Whiskey Row sits on Main Street in downtown Louisville, Kentucky about a block from the Ohio River. According to the Kentucky Historical Society the area, “became so populated with whiskey firms by the 1840s that it was dubbed “Whiskey Row.” There, distilleries, warehouses, sales agents, and distributors all operated. Their various roles in the liquor market helped make Kentucky the leading producer of distilled spirits.”

Historically, when distillers throughout the state were ready to bring their spirits to market, they would send barrels of whiskey by train or wagon to Louisville. From there it would travel by steamboat up and down the Ohio River. The Ohio River stretches 981 miles from its starting point of the confluence of the Allegheny and the Monongahela Rivers in Pittsburgh, Pennsylvania to its official ending point in Cairo, Illinois, where it flows into the Mississippi River. From there it travels all the way to the Gulf of Mexico and the Port of New Orleans, a historical destination for Kentucky bourbon.

Whiskey Row features a collection of Revivalist and Chicago School-style buildings, many with cast-iron storefronts, that were built between 1852 and 1905 according to Old Louisville Guide. As you look at the architecture on the front of the Old Forester Distillery you can see many of these mid-1800s cast iron features.
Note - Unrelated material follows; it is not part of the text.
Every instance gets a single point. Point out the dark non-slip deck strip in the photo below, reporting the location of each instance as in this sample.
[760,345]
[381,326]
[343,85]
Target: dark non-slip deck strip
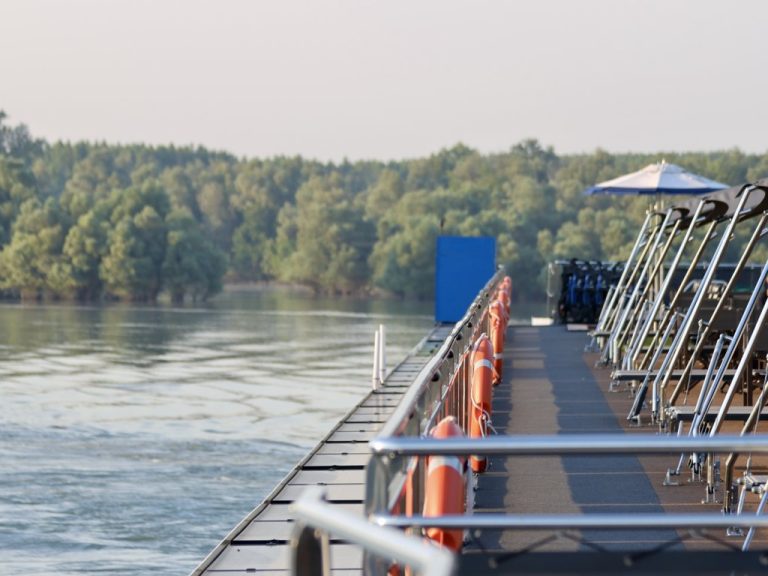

Unfortunately, when Prohibition hit Whiskey Row pretty much dried up and the downtown distillery businesses closed. Many of these cast-iron storefronts were scheduled for demolition but were eventually saved. It was during the renovation of these buildings that the massive 4-alarm fire took place. Fortunately, many of the storefronts were saved and the block is once again thriving with a distillery, restaurants, retail locations and housing. The block is also now anchored by Hotel Distil, a 205 room luxury hotel and restaurant tucked in on the end of the block.